« DogTV », la télé pour chien : humains et canins, un même public ?
Le 09/08/2013
Aux États-Unis, la dernière née des chaînes télé s’appelle « DogTV ». Disponible depuis le 1er août, elle s’adresse exclusivement à nos compagnons les chiens. Le but ? Les rassurer quand ils sont seuls. Est-ce que ce n’est pas un peu triste, tout ça ? Décryptage de François Jost, analyste des médias.
Comme on sait, le marketing des chaînes consiste à inventer des canaux qui cibleront un groupe de téléspectateurs liés par des intérêts semblables en sorte de constituer des « communautés imaginaires ». À considérer l’offre française, il semble que l’éventail des choix est très fourni : il y a des chaînes pour les femmes, pour les enfants, les personnes âgées, les amoureux de la musique, du sport, des chevaux… Que sais-je encore ?

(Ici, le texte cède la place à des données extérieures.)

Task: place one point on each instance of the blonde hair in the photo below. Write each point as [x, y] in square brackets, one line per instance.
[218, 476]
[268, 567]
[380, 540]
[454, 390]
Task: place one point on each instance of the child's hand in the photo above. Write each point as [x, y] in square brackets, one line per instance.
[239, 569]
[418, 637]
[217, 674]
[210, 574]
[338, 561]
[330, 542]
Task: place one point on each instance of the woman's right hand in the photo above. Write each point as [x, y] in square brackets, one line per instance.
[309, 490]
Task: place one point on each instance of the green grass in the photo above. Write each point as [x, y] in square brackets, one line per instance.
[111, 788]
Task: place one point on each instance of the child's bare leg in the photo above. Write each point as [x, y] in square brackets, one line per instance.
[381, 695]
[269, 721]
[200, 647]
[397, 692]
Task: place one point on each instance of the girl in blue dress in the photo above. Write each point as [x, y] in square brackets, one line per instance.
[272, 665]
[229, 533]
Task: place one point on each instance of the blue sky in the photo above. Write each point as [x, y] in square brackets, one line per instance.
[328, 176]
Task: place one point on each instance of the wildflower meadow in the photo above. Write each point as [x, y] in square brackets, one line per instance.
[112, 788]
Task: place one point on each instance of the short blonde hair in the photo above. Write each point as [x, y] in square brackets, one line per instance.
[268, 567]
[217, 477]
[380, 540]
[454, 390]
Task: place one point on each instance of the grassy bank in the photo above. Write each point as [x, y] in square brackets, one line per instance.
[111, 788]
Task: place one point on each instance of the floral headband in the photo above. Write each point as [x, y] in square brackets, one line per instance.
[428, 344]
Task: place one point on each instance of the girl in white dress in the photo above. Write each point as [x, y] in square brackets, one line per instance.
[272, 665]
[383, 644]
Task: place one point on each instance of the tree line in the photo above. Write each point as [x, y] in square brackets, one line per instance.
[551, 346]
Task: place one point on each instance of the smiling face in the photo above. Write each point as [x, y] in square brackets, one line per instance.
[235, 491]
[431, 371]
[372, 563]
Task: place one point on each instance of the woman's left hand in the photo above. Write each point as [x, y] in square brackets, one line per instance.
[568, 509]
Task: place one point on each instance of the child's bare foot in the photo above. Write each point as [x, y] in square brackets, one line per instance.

Une baby-sitter pour chiens
Mais il y a un public auxquels les marketeurs français n’ont pas pensé : les chiens. Pourtant, n’est-ce pas là, par excellence, une niche captive ? Eh oui, après tout, pourquoi les chiens n’auraient pas leur chienne… leur chaîne, je veux dire. Est-ce que ce ne sont pas des êtres humains comme les autres ?
Eh bien, c’est chose faite. Le 1er août, les Américains – ce peuple dont on admire les séries – viennent de lancer DogTV, une chaîne entièrement réservée à la gent canine. Après des années de travail de spécialistes des animaux, nous apprend son site, des spécialistes ont élaboré des contenus spécifiques pour plaire à nos amis. DogTV est une télévision pour chiens 24 heures sur 24 et 7 jours sur 7, qui diffuse des programmes « scientifiquement développés pour apporter la compagnie juste pour les chiens qu’on laisse seuls ». On compare parfois la télévision à un animal de compagnie, qui peuple la solitude des personnes seules. Avec DogTV, elle devient un « être humain de compagnie »… La chaîne se présente d’ailleurs dans sa page de promotion comme une baby-sitter.
De quoi souffrent les chiens sans leur maître ? D’anxiété, d’abord. Vous croyiez qu’ils aimaient leur boulot de chien de garde. Non. Ils tremblent seuls dans de trop grands appartements. Et puis, couchés sur leur canapé, ils s’ankylosent. Il leur faut donc des programmes qui les rassurent et qui les stimulent.
Des séquences taillées sur mesure
Pour les relaxer, leur sont offerts des vues d’une nature apaisante (lac, forêts de palmiers), en général avec un chien, pour faciliter leur identification, mais aussi des images de chiens qui dorment tranquillement ou que leur maître caresse…
Pour les stimuler, on recourt à d’autres séquences et à une autre énonciation audiovisuelle : des chiens jouent à la balle filmés par une caméra en mouvement à ras de terre, d’autres plongent dans une piscine, d’autres encore se battent avec des congénères… Des balles arrivent vers eux en gros plan. Une troisième série de programmes montrent des chiens dans des situations quotidiennes : le facteur sonne à la porte, la maîtresse lance la balle ou prend sa voiture…
Au moment où, en France, le débat sur la télévision culturelle reprend, on ne peut manquer d’ironiser sur une telle chaîne, dont on imagine qu’elle est un bon support pour vendre des croquettes aux cerveaux des chiens disponibles.
Un bien triste bilan
Mais on rit jaune quand on prend conscience que les fonctions attribuées à la télé pour chien sont, au fond, les mêmes que celles que s’assignent les chaînes généralistes pour peupler la solitude de ceux qui sont obligés de rester chez eux : Jean-Pierre Pernaut, avec ses images des régions et des spécialités locales ne donne-t-il pas aussi à voir un monde rassurant à ceux qui ont peur de l’insécurité (et qui ne sont pas gardés parce que leur chien regarde la télé pour oublier son angoisse…).
Et les jeux sportifs qui fleurissent l’été (de « Fort Boyard » à « Koh-Lanta ») ne sont-ils pas là pour suppléer leur manque d’activité ? Quant aux soap operas, comme l’ont montré depuis longtemps les féministes américaines, ils n’ont d’autres buts que de montrer aux femmes comment elles doivent réagir dans telle ou telle situation domestique…
De là, à conclure que certaines chaînes traitent les téléspectateurs comme des chiens… il n’y a qu’un pas, que je franchis avec la légèreté qui sied à l’analyste en vacances.